Please run the following cells!
    



In [1]:
# Imports

#Import only the libraries/objects that are necessary for more than one dataset. 
#Dataset-specific imports should be in the respective notebook section.

#If any external library has to be installed, !pip install library --quiet
#follow this order: numpy>matplotlib. 
#import widgets in hidden Figure settings cell


import numpy as np
import matplotlib.pyplot as plt
import xarray as xr

In [2]:
from google.colab import drive
drive.mount('/content/drive')

Mounted at /content/drive


In [None]:
# Functions

#Only functions that apply to more than one data source (MODIS, CMIP, ERA5, ...) should be here.
#Functions that apply to more than one datafile from a dataset (MODIS: land cover type and MODIS: NPP) 
#should be in the respective section of the notebook.

In [3]:
# Wrap it into a simple function
def seasonal_mean_by_year(ds, last_month, rolling_months=3 ):
    """
    This function calculates the seasonal mean by resampling the input dataset
    to monthly means, applying a rolling mean with the specified season length.
    The resulting dataset is then filtered to select the last month of the 
    corresponding season, which represents the seasonal mean.
    
    Parameters
    ----------
    ds : xarray.Dataset
        The input dataset containing a time dimension.
    last_month : int
        The last month of the seasonal group. For example, if the season is DJF
        (December-January-February), then last_month=2 (for February).
    rolling_months : int, optional
        The number of months for the rolling mean window, by default 3.
        
    Returns
    -------
    xarray.Dataset
        The seasonal mean dataset.
    """
    #Resampling data to monthly means
    ds_ = ds.resample(time = '1M').mean()

    #Rolling mean. 
    ds_ = ds_.rolling(time = rolling_months).mean()

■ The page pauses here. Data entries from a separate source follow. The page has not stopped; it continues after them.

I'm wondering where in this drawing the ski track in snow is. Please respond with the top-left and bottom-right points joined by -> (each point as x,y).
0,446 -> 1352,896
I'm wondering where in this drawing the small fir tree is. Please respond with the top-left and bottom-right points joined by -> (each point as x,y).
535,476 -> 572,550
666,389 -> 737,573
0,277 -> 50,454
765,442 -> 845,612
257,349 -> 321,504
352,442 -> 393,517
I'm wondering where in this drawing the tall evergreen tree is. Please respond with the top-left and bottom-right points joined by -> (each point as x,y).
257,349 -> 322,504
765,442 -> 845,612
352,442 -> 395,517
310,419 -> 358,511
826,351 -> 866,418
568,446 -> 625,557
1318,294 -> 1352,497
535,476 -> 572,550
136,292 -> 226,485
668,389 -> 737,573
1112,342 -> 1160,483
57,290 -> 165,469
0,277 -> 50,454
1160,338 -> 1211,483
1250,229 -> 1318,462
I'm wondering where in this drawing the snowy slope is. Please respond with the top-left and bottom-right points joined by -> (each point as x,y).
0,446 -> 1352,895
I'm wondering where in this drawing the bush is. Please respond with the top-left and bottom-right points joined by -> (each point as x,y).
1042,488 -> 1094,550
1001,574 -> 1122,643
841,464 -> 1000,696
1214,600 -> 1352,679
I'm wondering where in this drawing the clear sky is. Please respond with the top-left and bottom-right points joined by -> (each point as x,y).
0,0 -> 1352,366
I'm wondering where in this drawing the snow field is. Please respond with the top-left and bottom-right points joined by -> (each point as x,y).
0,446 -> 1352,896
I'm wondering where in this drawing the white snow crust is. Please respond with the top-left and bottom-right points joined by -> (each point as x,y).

    #Select month to get the average over selected season
    return ds_.sel(time=ds_.time.dt.month == last_month)

In [4]:
# @title Helper functions


##### Coments for main function
# The above function serves mainly for Q2 and Q3. 
# If you want to calculate the seasonal mean for a custom season (e.g. ONDJFM), 
# you can implement the function as follows:
# data_ONDJFM = seasonal_mean_by_year(data,3,rolling_months=6)

#### helper function: 
def standardize_data(da, dim):
    """
    Performs standardization on a DataArray along a specified dimension.
    
    Parameters:
        - da (xarray.DataArray): Input DataArray to be standardized.
        - dim (str): Dimension along which to perform standardization.
        
    Returns:
        - xarray.DataArray: Standardized DataArray.
    """
    # Calculate mean and standard deviation along the specified dimension
    mean = da.mean(dim=dim)
    std = da.std(dim=dim)
    
    # Perform standardization
    standardized_da = (da - mean) / std
    
    return standardized_da

## **CHIRPS Version 2.0 Global Daily 0.25°**

The Climate Hazards Group InfraRed Precipitation with Station data (CHIRPS) is a high-resolution precipitation dataset developed by the Climate Hazards Group at the University of California, Santa Barbara. It combines satellite-derived precipitation estimates with ground-based station data to provide gridded precipitation data at a quasi-global scale between 50°S-50°N. 

Read more about CHIRPS here:

* [The climate hazards infrared precipitation with stations—a new environmental record for monitoring extremes](https://www.nature.com/articles/sdata201566)

* [Climate Hazard Group CHG Wiki](https://wiki.chc.ucsb.edu/CHIRPS_FAQ)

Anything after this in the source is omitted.